Nathan Slinker’s poems have appeared in Ninth Letter, Fugue, CutBank, Hinchas de Poesía, The Greensboro Review, The Puritan, and Kenyon Review Online, among others. He has been a Fishtrap fellow, a semi-finalist for the “Discovery”/Boston Review Poetry Prize and the OSU Press/The Journal Wheeler Prize, and a finalist for New River Press’s Many Voices Prize. He lives in Northern California.

César Vallejo

César Vallejo

César Vallejo (1892 – 1938) was a Peruvian poet, writer, playwright, and journalist. Although he published only three books of poetry during his lifetime, he is considered one of the great poetic innovators of the 20th century in any language.

Bill Wetzel

Bill Wetzel

Bill Wetzel is a Blackfeet from Montana. His work has appeared in the American Indian Culture & Research Journal, Cutthroat: A Journal of the Arts, Yellow Medicine Review, Literary Orphans, and elsewhere. He is the founder and curator of the Stjukson Indigenous reading series in Tucson, AZ. When not writing, and being a casual friend to the most gorgeous woman in the world (#TMGWITW), he enjoys a lucrative dual career in dogsitting and as Joan Kane’s joke writer. You can follow his thoughts on twitter at billthebutcher2.

Erika Wurth

Erika T. Wurth

Erika T. Wurth’s novel, Crazy Horse’s Girlfriend, was published by Curbside Splendor.

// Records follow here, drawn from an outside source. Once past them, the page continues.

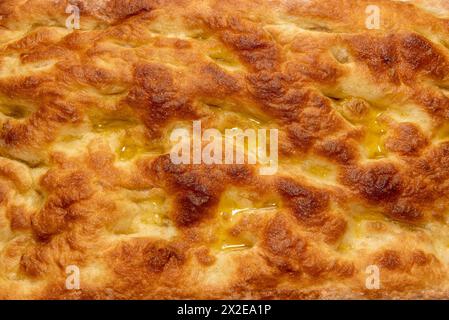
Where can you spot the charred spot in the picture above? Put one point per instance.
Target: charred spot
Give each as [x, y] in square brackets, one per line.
[239, 174]
[435, 102]
[389, 259]
[196, 188]
[407, 139]
[378, 182]
[19, 218]
[319, 120]
[306, 203]
[158, 255]
[402, 210]
[420, 258]
[192, 207]
[419, 54]
[380, 54]
[217, 81]
[155, 98]
[34, 263]
[121, 9]
[334, 228]
[337, 150]
[279, 240]
[299, 137]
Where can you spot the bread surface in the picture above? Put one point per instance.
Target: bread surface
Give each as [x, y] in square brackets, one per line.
[86, 179]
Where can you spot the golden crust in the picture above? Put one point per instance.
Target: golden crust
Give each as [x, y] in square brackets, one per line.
[86, 180]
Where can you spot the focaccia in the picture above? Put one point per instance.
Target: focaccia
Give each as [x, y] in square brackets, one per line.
[93, 207]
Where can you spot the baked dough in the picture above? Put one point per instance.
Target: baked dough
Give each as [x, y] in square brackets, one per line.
[86, 180]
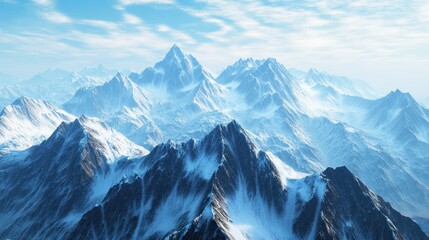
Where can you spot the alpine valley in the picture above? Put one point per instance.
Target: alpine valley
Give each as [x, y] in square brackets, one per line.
[173, 152]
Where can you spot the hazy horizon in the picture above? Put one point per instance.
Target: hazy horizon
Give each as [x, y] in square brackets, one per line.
[385, 44]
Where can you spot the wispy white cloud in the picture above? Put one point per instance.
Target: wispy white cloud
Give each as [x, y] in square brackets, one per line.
[99, 23]
[56, 17]
[132, 19]
[339, 36]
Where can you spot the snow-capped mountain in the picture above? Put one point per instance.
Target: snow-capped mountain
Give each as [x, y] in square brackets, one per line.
[47, 189]
[6, 79]
[222, 187]
[150, 107]
[340, 84]
[27, 122]
[109, 98]
[219, 187]
[176, 72]
[310, 120]
[54, 85]
[314, 119]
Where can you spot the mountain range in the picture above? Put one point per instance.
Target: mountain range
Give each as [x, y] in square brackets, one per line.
[306, 141]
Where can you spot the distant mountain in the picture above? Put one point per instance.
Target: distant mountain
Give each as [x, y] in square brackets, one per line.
[27, 122]
[80, 184]
[313, 119]
[176, 72]
[340, 84]
[109, 98]
[46, 190]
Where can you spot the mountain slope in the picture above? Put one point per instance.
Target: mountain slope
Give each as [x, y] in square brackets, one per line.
[224, 188]
[54, 85]
[176, 72]
[58, 179]
[27, 122]
[109, 98]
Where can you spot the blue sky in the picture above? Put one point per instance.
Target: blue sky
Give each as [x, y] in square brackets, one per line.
[385, 43]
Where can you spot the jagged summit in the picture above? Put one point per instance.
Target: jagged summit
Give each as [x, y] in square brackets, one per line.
[100, 137]
[27, 122]
[176, 72]
[109, 98]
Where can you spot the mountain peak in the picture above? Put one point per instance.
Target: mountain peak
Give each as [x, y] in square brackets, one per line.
[175, 53]
[95, 134]
[23, 101]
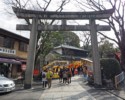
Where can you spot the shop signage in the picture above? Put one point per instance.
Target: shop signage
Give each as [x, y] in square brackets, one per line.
[7, 51]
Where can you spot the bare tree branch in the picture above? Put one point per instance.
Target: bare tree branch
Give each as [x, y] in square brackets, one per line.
[108, 37]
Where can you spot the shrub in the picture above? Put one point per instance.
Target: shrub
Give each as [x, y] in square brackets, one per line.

Her collection of poetry, Indian Trains, was published by The University of New Mexico’s West End Press. She teaches creative writing at Western Illinois University and has been a guest writer at the Institute of American Indian Arts. Her work has appeared or is forthcoming in numerous journals, such as Boulevard, Drunken Boat, and Southern California Review. She is represented by Peter Steinberg. She is Apache/Chickasaw/Cherokee and was raised outside of Denver.